Fanikolar güneş doğmadan epey önce o günkü çamaşırlarını toplamak için kapı kapı dolaşırlar. Müşterilerinden bazıları “çamaşırhane”den tam 3 kilometre uzakta oturuyor. Tüm çamaşırları tahta bir el arabasıyla ya da kafalarının üzerinde büyük bir bohçayla taşıyorlar. Sonra da Banco Irmağı’na gidiyorlar. Burada çalışan fanikolar Afrika’nın çeşitli kısımlarından geldiklerinden ırmağa vardıklarında farklı dillerde selamlaşıyorlar. Şu anda 60’larında, iri yarı biri olan bay Brama gibi bazı kişiler yıllardır bu bölgede yaşıyor. Fanikolar yılın üç günü hariç her gün durmaksızın çalışıyorlar.

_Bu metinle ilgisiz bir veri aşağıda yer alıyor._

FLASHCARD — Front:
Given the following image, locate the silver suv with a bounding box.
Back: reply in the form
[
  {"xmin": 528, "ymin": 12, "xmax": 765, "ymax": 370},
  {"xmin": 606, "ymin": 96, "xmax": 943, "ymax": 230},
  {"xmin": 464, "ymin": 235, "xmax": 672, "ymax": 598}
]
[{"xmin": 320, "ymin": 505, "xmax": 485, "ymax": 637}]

Çamaşırların yıkanması büyük bir iş. Sıradan bir ev kadınını hayrete düşürecek miktardaki çamaşırı taşıyan adam yükünü yere bıraktı. Bohçayı açıp her bir çamaşırı suya bastırdı. Sonra da, palmiye yağından yapılmış büyük bir kalıp sabunu köpürttü ve çamaşırları teker teker kayaya vurmaya başladı. Arada bir, inatçı lekeleri çıkarmak için fırça kullandı. Peki çamaşırları yıkatmak ne kadara mal oluyor? Bir tişört için 7 sent (ABD), çarşaf için de 14 sent alıyorlar. Bu durumda fanikolar’ın, geçimlerini sağlamak için neden bu kadar çok çamaşır yıkamak zorunda oldukları daha iyi anlaşılıyor.

Yıkadıkları büyük çamaşır yığınlarını görseydiniz, ‘Hangi çamaşırın kime ait olduğunu nasıl hatırlayabiliyorlar?’ sorusu aklınıza gelebilirdi. Bazı Hintli çamaşırcılar gibi gizli bir işaretleme yöntemi kullanıp kullanmadıklarını merak ettik. Fanikolar’ın kullandığı sistem Hintli meslektaşlarınınkinden oldukça farklı, ama aynı derecede etkili.

Bilgili rehberimiz, faniko tekniğini bize açıklamaya çalıştı. İlk olarak çamaşırcı çamaşırları alırken, hangi çamaşırın kime ait olduğunu hatırlayabilmek için ailenin her bir üyesinin ölçülerine dikkat ediyor. Çamaşırları hiçbir şekilde işaretlemiyor ya da etiketlemiyor. Sonra her ailenin giysilerini aynı yerden düğümlüyor; örneğin sol kolundan, sağ kolundan, yakasından ya da belinden. Çamaşırları yıkarken de her ailenin giysilerini bir arada tutmaya dikkat ediyor. Bu yöntem bize yine de hafızayı zorlarmış gibi geldi. Bu nedenle bir faniko’ya hiç bugüne kadar birinin giysisini kaybetti mi ya da karıştırdı mı diye sorduk. Şaşkın yüz ifadesi şu düşüncelerini açıkça belli etti: ‘Hayır. Bir faniko asla giysi kaybetmez!’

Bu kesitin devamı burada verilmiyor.